Investigación, transferencia e innovación

La investigación es el elemento diferencial de una universidad, frente a un simple centro de enseñanza superior. En la UNED estamos aún lejos de la productividad científica de las principales universidades españolas. Uno de los indicadores que mejor refleja nuestras carencias es el porcentaje de Personal de apoyo a la Investigación y el Desarrollo (PI+D) que trabaja en la universidad, en el que la UNED ocupa la última posición de todo el sistema universitario español: 0,8%, frente al 14,5% de media.
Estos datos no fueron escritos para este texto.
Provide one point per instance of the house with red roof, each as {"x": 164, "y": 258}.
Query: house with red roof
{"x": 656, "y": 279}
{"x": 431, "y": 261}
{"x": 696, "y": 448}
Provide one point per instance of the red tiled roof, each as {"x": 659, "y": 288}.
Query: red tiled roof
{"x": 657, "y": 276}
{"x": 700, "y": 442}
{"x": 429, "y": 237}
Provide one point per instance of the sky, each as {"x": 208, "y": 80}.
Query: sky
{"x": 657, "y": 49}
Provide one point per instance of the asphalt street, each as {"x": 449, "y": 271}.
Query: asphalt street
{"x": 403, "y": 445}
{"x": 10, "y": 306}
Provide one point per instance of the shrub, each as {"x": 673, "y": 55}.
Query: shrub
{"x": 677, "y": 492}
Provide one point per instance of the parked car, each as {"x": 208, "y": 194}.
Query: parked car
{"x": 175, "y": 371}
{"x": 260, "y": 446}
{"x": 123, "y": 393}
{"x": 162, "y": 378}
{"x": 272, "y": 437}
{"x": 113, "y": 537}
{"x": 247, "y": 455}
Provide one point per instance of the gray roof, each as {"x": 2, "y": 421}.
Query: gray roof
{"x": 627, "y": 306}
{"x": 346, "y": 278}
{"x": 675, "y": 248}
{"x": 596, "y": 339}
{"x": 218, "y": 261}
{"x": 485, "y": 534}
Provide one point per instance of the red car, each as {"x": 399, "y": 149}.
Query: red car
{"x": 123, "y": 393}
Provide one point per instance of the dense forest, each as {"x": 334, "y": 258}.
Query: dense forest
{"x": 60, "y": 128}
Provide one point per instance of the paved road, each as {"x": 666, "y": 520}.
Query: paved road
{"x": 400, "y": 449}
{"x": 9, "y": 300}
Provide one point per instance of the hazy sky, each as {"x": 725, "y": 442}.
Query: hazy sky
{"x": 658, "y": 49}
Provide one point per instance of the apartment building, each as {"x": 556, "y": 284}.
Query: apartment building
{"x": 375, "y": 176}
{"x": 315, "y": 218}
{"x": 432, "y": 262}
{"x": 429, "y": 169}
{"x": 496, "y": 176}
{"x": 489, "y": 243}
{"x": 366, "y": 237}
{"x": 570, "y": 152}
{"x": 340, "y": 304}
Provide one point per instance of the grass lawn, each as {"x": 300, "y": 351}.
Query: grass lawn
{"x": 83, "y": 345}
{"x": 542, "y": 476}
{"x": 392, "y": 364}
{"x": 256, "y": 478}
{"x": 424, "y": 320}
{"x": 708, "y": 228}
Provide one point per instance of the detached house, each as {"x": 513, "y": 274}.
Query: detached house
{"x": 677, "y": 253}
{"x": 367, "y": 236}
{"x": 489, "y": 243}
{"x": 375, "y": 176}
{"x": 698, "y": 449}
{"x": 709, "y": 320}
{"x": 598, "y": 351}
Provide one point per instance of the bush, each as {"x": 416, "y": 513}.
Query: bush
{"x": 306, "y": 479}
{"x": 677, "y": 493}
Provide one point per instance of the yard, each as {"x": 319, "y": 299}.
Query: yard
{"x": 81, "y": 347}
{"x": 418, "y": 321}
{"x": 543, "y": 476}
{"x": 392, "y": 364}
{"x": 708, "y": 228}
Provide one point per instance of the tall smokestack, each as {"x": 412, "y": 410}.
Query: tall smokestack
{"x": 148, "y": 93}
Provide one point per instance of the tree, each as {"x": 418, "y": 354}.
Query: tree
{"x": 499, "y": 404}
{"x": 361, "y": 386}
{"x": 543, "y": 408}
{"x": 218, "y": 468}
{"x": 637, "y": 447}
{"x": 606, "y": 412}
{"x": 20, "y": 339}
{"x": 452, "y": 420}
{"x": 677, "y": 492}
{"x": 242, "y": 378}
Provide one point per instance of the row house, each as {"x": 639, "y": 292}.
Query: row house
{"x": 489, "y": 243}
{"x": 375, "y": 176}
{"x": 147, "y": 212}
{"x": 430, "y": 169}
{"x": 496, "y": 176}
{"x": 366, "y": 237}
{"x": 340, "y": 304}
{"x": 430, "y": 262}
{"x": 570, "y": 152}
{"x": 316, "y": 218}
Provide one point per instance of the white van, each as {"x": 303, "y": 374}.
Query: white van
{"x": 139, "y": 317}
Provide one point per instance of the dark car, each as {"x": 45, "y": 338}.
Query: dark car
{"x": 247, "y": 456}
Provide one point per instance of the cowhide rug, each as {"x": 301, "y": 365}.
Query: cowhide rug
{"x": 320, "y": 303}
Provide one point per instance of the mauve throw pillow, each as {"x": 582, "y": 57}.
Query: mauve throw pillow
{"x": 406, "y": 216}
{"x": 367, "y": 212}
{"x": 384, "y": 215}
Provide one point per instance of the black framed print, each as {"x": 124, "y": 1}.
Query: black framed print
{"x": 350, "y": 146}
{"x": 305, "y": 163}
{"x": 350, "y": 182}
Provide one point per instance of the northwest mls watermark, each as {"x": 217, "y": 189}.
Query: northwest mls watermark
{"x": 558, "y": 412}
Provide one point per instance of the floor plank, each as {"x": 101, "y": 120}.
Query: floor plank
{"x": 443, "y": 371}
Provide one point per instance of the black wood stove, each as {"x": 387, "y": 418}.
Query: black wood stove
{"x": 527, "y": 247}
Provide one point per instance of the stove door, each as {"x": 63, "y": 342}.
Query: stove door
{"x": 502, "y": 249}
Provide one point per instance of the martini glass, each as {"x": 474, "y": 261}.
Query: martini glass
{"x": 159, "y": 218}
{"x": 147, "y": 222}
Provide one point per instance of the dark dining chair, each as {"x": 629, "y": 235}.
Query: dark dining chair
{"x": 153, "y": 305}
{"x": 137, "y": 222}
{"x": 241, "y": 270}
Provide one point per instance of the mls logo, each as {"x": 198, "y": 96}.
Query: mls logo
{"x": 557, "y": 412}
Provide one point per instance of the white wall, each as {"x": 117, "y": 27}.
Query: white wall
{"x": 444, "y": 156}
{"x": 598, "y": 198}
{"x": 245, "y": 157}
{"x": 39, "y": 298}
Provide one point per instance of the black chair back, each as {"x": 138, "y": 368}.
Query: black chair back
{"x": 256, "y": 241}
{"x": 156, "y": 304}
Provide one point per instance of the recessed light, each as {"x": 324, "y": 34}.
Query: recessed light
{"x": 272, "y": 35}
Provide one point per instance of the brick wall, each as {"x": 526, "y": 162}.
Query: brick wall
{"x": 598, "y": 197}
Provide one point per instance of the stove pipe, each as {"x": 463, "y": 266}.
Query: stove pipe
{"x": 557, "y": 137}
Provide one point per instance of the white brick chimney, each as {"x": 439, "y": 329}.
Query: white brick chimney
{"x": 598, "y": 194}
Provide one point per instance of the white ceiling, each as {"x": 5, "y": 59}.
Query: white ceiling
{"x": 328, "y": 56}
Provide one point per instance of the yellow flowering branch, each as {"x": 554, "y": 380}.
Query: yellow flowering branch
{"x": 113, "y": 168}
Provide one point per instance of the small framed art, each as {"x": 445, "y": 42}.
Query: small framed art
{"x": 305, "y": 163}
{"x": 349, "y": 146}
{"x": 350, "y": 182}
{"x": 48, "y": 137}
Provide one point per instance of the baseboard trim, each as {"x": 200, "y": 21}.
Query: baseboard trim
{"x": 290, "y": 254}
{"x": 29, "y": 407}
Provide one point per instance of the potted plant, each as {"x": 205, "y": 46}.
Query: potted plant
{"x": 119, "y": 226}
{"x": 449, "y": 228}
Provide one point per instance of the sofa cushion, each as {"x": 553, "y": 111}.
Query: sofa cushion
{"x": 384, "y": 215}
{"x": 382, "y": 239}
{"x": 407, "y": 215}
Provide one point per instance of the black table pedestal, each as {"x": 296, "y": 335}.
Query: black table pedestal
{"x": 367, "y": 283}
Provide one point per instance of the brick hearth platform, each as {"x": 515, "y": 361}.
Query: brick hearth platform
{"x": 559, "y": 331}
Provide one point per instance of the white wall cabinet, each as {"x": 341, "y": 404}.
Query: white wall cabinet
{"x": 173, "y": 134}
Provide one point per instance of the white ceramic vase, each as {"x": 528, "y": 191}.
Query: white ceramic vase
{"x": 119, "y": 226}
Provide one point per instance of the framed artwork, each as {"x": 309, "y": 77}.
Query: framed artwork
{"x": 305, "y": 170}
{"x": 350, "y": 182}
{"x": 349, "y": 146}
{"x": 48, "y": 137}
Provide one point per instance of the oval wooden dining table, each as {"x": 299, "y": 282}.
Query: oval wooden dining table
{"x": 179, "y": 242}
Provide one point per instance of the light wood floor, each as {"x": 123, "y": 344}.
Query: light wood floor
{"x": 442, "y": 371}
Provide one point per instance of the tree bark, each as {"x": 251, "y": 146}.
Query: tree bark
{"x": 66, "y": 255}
Ese colectivo está formado por el personal en formación predoctoral, el personal investigador postdoctoral y miembros de PAS. Sufrimos carencias muy importantes en las tres figuras, consecuencia de errores en la política institucional de apoyo a la investigación llevadas a cabo por los equipos de gobierno anteriores (como muestra clara de ese desinterés, en el año 2015 el presupuesto dedicado al Plan de Promoción de la Investigación de la UNED quedó reducido a cero).

En nuestro proyecto de universidad es imprescindible el apoyo activo a la investigación. Nuestros investigadores pueden jugar un papel mucho más relevante en las convocatorias competitivas de investigación si se facilitan las condiciones para la presentación y desarrollo de proyectos y para la difusión nacional e internacional de los resultados de la investigación; y si como condición previa se preserva y se valora un tiempo de la jornada laboral del PDI dedicado a las tareas de investigación.

Para impulsar de manera decidida la investigación en la UNED proponemos las siguientes medidas:

  • Nos dotaremos de una oficina de proyectos comparable a la de las universidades de nuestro entorno, incrementando el PI+D hasta alcanzar, al menos, la proporción media de las universidades españolas. Los investigadores de la UNED deben contar con la ayuda de suficientes gestores de proyectos experimentados en convocatorias europeas, proyectos de fundaciones internacionales y en colaboración con entidades latinoamericanas, como sucede en las universidades de nuestro entorno.
  • Se impulsará la constitución de un auténtico plan propio de promoción de la investigación, dotado inicialmente con un millón de euros procedentes de la revisión de gastos ineficientes y de la  ampliación de los actuales mecenazgos. En el marco de dicho plan, se incluirá la convocatoria de contratos postdoctorales que incrementen el PI+D de la UNED, para acercarlo a la media de la universidad española. Se apoyará económicamente la participación de nuestro profesorado, especialmente el contratado temporalmente, en las convocatorias de ayudas internacionales de movilidad. Se apoyarán económicamente las infraestructuras científicas (laboratorios, equipamiento y fondos bibliográficos) y se ofrecerán ayudas para la difusión de los resultados de la investigación (presencia en congresos, traducción de textos y publicación en abierto). Se creará un catálogo de servicios y facilidades externas (soportes de computación, equipamiento de neuroimagen, etc.) que se pondrá al servicio de los grupos de investigación.
  • Igualmente, se fomentará y reconocerá la participación en convocatorias públicas competitivas para contratación de personal investigador —como Juan de la Cierva, Beatriz Galindo o Ramón y Cajal— sin gravar los presupuestos de los departamentos.
  • Se reconocerá la transferencia y difusión de la investigación como otra de las aportaciones esenciales de la universidad a la sociedad, y trabajaremos para canalizar adecuadamente estas iniciativas. Se establecerá un mecanismo para detectar la iniciativas incipientes desarrolladas por nuestros investigadores en las que confluya el interés institucional, ya sea por cuestiones estratégicas o por oportunidades del mercado, con el fin de apoyar su desarrollo.
  • Junto con las unidades específicas de atención a los investigadores, se articularán los protocolos que permitan integrar de manera fluida el apoyo que prestan determinados servicios administrativos que acompañan el ciclo de trabajo en un proyecto, como la biblioteca de la UNED, los servicios de apoyo a la organización de eventos internacionales, o la implicación de los centros asociados de la UNED, en España y el extranjero, que en la actualidad no poseen un papel activo en este terreno.